NEW YORK (WABC) -- Con Edison President Matt Ketschke walked Eyewitness News through how the utility turned the lights back on during New York's darkest time.
"There was debris everywhere, collapsed on top of the substation," he said. "It was a remarkable effort, so minutes after the attack our first responders were here, and then we had hundreds of personnel here in the hours and days after the attack, isolating the site, shutting off the gas supply that went into the Trade Center complex, shutting off the steam supply so they could make it safe for those first responders that were going in and looking for survivors. After that, we started to formulate the plan. How do we bring power back?"
Pictures provided by Con Ed show the herculean efforts.
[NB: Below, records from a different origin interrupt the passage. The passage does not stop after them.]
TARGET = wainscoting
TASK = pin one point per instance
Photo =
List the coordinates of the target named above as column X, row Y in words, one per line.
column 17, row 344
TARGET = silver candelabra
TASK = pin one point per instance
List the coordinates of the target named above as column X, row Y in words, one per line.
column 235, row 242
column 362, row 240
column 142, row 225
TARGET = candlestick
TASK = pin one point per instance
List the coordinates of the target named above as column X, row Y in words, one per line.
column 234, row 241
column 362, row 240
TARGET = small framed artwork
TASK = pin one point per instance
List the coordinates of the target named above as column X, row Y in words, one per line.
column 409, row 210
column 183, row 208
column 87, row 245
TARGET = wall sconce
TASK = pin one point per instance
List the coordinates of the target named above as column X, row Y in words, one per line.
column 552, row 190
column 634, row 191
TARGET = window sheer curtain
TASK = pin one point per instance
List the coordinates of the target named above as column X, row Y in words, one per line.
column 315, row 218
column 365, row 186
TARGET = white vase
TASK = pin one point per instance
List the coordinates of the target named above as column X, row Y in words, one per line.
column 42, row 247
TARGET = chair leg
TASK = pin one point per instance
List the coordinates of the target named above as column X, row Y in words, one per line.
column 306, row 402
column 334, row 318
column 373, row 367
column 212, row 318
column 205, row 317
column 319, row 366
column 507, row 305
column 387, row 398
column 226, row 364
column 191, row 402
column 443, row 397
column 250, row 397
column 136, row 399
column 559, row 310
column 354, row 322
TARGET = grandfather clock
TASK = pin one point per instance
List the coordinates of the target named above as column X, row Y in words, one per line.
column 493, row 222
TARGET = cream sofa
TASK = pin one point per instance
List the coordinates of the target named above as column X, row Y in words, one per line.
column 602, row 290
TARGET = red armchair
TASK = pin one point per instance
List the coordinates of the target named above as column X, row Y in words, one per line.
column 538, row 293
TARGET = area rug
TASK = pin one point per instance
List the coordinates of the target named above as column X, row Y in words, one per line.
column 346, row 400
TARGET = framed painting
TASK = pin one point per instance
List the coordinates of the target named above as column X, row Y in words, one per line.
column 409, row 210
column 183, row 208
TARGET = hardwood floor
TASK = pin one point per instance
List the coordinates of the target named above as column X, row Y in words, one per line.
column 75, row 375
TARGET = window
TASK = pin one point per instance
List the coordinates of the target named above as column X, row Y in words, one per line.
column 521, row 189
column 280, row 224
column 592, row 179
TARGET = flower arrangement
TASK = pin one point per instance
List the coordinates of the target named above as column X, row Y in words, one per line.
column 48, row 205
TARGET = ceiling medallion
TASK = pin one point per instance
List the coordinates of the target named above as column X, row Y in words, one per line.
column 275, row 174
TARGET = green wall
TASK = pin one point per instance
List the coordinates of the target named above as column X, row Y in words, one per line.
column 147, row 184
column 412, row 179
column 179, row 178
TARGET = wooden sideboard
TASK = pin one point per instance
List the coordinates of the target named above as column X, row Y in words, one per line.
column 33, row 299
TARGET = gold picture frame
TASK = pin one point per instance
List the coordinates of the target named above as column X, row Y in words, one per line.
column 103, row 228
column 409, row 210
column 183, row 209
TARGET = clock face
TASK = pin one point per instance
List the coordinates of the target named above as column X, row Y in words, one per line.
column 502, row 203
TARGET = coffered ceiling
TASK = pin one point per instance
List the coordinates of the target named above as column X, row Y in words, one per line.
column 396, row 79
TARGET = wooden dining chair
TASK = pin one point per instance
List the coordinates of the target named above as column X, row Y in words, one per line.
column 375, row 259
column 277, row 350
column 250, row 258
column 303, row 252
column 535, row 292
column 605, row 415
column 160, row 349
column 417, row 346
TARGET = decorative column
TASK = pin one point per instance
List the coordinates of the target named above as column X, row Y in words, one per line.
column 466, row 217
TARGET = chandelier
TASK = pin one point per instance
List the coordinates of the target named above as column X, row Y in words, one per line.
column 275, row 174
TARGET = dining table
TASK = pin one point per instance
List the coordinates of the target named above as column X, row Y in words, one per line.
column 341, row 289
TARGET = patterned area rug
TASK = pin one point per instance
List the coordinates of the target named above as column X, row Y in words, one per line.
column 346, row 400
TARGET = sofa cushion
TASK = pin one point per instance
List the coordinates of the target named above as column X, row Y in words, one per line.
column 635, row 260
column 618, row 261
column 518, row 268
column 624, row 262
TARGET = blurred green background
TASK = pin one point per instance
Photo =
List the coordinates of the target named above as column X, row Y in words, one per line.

Hundreds of miles of cables were dug up and laid out right on the street, basically giant jumper cables while workers increased capacity at another substation on the West Side.
"Our goal was to get power back on so that trading could resume at the Stock Exchange on the Monday morning after the attack," Ketschke said.
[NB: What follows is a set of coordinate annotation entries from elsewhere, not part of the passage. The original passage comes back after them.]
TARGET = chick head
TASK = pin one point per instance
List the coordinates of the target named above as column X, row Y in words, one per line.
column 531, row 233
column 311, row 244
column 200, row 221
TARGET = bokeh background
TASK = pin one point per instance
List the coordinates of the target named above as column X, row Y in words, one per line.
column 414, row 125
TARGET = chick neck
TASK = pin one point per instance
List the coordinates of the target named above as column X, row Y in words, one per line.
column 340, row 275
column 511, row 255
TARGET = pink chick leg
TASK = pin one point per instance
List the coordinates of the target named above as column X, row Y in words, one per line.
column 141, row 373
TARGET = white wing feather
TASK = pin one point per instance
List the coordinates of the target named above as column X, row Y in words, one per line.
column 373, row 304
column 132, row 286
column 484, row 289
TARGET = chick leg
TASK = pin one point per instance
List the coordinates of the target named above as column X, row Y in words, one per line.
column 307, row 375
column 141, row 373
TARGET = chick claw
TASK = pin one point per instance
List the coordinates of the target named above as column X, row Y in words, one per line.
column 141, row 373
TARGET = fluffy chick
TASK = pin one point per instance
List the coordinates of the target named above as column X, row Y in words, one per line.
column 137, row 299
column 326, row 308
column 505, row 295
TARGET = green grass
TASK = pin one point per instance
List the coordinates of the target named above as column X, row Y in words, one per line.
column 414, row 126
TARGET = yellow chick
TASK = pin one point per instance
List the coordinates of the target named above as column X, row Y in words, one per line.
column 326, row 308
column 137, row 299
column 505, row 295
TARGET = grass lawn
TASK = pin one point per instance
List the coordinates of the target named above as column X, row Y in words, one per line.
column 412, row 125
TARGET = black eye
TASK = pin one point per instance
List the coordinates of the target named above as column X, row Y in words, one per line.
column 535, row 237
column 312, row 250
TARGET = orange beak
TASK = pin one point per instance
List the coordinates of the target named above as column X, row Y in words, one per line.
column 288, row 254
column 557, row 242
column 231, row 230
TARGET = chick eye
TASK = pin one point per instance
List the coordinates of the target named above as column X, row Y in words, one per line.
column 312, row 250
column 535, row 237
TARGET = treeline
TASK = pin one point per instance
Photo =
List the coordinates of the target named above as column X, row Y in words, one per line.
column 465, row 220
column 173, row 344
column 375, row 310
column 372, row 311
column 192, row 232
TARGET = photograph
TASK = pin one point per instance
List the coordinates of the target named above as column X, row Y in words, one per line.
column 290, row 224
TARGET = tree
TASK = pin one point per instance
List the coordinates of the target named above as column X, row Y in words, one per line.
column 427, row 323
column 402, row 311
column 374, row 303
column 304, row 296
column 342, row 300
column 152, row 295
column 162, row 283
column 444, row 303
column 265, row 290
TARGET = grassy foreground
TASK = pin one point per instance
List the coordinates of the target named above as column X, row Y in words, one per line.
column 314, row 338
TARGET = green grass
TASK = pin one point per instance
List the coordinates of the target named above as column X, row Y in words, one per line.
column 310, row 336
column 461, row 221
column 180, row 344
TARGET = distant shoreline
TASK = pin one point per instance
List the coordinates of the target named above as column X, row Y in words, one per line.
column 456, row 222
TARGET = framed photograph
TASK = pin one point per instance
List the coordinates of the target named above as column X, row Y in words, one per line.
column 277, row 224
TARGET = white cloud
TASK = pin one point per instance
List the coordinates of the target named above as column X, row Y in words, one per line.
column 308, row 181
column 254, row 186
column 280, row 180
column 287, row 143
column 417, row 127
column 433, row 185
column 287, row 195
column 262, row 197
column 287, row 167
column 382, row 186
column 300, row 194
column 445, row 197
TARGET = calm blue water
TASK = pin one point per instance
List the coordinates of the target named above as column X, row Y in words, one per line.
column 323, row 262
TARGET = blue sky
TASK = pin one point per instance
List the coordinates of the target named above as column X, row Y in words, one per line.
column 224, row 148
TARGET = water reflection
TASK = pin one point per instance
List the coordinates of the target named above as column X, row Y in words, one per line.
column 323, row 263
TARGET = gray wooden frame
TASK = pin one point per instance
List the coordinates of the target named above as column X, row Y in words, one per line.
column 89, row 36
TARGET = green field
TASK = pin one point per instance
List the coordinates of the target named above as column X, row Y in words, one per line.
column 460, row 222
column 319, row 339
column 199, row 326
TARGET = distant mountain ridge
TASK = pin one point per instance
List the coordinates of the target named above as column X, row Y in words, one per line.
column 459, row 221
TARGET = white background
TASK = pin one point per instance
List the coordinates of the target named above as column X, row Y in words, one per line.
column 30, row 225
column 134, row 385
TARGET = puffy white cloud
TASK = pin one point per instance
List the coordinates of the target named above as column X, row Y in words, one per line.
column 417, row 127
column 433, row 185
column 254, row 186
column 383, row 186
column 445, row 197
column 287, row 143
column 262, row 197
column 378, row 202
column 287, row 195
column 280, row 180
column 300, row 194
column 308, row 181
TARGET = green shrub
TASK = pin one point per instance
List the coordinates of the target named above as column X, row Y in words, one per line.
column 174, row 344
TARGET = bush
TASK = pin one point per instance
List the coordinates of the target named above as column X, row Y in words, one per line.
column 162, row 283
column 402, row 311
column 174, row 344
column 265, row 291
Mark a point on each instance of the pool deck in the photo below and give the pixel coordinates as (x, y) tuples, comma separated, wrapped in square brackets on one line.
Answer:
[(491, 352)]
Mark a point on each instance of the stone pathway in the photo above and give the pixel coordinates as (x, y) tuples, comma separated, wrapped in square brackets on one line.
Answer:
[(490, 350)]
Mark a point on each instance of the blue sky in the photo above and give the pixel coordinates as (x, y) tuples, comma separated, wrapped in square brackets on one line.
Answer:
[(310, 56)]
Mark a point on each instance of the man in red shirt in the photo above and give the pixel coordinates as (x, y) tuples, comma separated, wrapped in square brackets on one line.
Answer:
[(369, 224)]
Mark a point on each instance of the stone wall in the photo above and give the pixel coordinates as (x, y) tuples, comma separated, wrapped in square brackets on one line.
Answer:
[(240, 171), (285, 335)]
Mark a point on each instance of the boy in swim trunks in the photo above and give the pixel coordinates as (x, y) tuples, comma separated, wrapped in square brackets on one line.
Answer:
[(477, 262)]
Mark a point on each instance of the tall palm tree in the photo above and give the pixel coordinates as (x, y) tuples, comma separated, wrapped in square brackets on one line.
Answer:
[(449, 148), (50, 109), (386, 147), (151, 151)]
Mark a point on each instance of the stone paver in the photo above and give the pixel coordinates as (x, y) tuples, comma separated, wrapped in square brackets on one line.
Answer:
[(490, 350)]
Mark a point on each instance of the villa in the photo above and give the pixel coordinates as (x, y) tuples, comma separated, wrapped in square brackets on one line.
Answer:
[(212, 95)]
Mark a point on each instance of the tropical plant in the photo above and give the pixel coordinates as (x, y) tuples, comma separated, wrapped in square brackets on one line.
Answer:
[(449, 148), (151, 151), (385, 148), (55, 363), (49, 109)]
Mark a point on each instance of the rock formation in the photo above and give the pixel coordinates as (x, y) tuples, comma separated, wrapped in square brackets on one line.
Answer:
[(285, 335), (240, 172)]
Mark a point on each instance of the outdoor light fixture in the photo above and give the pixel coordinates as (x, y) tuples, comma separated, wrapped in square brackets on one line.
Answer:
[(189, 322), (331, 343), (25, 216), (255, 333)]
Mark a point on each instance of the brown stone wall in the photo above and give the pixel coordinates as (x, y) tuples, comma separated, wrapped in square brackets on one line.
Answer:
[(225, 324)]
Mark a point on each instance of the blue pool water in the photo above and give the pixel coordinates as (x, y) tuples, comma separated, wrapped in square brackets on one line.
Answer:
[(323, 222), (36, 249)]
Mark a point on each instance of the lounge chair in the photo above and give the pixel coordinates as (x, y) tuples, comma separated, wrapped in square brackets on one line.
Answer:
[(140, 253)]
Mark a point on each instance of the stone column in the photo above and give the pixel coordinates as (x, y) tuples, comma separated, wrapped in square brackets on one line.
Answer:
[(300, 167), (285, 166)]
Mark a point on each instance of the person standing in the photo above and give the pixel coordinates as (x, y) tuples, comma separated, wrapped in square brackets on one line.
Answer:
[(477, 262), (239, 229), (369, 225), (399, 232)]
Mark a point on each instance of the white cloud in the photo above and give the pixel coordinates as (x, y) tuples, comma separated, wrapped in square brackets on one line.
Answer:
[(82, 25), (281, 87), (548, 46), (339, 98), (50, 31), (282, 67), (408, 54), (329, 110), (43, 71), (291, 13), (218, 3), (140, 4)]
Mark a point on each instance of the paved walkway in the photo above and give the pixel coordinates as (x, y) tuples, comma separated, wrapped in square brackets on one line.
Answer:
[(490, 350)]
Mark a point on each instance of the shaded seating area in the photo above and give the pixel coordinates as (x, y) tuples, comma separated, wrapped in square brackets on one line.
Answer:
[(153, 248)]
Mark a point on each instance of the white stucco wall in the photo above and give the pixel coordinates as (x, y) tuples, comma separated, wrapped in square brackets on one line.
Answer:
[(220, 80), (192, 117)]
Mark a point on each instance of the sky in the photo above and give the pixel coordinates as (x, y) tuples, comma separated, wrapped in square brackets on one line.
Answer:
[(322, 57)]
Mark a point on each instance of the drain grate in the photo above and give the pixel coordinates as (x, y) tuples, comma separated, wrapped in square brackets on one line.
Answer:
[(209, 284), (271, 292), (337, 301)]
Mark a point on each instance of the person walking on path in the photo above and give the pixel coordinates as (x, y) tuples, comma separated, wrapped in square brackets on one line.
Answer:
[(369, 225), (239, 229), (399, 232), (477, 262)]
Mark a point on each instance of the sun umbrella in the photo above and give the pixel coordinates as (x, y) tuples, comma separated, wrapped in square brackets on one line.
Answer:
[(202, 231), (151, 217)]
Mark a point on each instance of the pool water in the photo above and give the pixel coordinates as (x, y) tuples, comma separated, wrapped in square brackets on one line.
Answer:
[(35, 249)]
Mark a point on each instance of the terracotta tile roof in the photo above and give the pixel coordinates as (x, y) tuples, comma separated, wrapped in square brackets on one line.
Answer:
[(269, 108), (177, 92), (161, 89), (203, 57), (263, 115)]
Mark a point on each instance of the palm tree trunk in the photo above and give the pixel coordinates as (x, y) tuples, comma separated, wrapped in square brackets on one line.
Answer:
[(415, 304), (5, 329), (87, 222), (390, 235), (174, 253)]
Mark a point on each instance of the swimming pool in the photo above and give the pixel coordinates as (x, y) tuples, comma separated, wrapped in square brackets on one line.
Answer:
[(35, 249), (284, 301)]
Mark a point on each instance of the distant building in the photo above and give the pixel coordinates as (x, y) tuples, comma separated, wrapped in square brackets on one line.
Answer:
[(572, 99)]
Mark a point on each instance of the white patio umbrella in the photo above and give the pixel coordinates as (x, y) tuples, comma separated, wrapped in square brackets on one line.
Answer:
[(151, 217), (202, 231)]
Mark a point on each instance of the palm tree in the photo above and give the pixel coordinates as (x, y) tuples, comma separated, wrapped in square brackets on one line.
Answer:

The markets did open that Monday the 17th, six days after the towers fell.
On day seven of the recovery, Ketschke told Eyewitness News 98% of Lower Manhattan was back online.
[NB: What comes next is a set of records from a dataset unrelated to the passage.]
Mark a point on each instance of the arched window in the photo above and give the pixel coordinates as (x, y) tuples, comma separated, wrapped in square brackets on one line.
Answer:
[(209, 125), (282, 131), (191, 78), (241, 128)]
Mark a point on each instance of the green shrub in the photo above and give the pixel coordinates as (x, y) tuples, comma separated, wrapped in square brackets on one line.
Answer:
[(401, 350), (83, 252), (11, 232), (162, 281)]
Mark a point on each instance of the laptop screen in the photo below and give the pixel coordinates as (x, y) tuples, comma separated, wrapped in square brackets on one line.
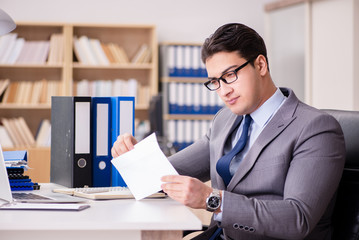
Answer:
[(5, 190)]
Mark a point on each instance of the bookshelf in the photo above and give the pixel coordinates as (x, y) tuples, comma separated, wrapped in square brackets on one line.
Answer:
[(65, 70), (188, 106)]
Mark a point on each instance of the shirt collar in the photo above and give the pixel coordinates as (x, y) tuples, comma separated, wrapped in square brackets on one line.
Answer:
[(262, 115)]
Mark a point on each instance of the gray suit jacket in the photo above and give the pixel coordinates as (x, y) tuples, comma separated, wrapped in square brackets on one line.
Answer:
[(285, 186)]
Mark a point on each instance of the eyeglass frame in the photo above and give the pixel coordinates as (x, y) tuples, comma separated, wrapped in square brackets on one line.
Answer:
[(235, 71)]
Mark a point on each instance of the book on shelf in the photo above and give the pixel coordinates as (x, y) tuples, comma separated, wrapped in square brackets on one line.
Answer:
[(43, 136), (92, 51), (108, 53), (99, 52), (31, 92), (5, 139), (100, 193), (117, 87), (7, 43), (34, 52), (14, 132), (4, 83), (182, 61), (56, 52), (142, 55), (192, 98)]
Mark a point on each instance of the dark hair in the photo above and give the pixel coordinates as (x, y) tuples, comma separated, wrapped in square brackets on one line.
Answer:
[(235, 37)]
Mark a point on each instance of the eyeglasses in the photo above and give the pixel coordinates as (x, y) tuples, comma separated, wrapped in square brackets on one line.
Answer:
[(228, 77)]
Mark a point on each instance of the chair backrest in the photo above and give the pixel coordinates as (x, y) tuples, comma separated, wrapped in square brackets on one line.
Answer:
[(346, 210)]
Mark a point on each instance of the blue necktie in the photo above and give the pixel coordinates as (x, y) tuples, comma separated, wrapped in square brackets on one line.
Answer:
[(225, 161)]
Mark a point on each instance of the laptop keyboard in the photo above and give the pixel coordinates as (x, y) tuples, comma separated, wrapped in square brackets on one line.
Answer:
[(28, 196)]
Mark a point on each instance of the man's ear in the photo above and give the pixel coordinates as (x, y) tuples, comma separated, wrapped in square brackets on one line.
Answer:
[(261, 64)]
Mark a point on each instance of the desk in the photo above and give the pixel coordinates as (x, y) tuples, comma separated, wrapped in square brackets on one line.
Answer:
[(105, 220)]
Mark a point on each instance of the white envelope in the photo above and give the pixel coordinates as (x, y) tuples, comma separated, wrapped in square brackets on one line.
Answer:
[(143, 167)]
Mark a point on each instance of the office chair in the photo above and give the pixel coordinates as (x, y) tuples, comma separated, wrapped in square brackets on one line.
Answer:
[(345, 220)]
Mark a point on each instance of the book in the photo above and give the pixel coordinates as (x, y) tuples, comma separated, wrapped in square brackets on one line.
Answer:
[(44, 134), (103, 192), (5, 139)]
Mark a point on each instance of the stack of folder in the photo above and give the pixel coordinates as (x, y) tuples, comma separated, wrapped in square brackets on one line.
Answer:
[(16, 163), (83, 129)]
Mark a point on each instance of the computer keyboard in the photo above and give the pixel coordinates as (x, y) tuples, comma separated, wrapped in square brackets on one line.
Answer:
[(29, 196)]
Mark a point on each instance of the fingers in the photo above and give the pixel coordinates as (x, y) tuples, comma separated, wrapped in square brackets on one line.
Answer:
[(124, 143), (186, 190)]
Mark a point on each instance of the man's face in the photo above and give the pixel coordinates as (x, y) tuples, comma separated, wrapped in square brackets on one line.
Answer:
[(244, 95)]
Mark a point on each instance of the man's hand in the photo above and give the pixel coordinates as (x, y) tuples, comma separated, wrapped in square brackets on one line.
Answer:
[(186, 190), (124, 143)]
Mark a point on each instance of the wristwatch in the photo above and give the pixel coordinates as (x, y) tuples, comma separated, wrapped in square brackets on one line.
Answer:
[(213, 201)]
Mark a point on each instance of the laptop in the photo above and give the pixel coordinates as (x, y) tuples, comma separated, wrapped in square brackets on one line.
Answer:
[(26, 200)]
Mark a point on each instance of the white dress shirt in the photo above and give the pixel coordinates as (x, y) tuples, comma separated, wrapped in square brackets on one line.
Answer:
[(260, 119)]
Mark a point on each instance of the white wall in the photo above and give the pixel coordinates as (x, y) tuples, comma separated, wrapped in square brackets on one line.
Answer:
[(176, 21)]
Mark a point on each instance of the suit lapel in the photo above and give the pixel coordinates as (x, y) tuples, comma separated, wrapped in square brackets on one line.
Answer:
[(233, 123), (277, 124)]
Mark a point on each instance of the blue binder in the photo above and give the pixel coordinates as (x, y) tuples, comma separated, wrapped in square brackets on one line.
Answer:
[(123, 121), (102, 119)]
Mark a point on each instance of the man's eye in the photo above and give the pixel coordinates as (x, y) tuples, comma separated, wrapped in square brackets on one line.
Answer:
[(214, 82), (229, 75)]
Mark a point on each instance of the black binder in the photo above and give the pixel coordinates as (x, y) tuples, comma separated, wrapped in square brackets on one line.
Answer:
[(71, 141)]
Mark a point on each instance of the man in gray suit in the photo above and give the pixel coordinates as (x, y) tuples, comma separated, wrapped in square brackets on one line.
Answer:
[(282, 184)]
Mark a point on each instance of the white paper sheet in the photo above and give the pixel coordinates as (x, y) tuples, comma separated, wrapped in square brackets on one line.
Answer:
[(143, 167)]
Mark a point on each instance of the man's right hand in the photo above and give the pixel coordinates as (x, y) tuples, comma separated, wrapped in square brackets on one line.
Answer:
[(124, 143)]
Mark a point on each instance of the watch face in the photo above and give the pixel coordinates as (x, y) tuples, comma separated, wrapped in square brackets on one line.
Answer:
[(213, 202)]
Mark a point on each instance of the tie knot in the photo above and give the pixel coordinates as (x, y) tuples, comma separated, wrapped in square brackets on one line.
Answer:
[(247, 120)]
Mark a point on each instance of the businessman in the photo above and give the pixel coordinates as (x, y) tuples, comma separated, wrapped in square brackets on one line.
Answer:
[(274, 162)]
And by 2004, the facility in the rebuilt 7 World Trade would go online, fortified, and hidden in plain sight.
"We're in called the switchgear room. This is basically a room filled with giant circuit breakers, similar to what's in your house, except these are a lot more powerful," Eyewitness News Reporter Derick Waller described.
"If a cable short circuits underground in Manhattan someplace, the breaker will see that short circuit and will open up," Ketschke said.
Underneath, high voltage transformers energize these massive insulators with 138,000 volts of power.
It's converted and fed to thousands of homes and offices in the nation's largest downtown.
20 years later, a larger, more secure substation, has been built out of an emergency no one will ever forget.
"That was a long day. It was a long day for all of us and it was long weeks and months after that," Ketschke said.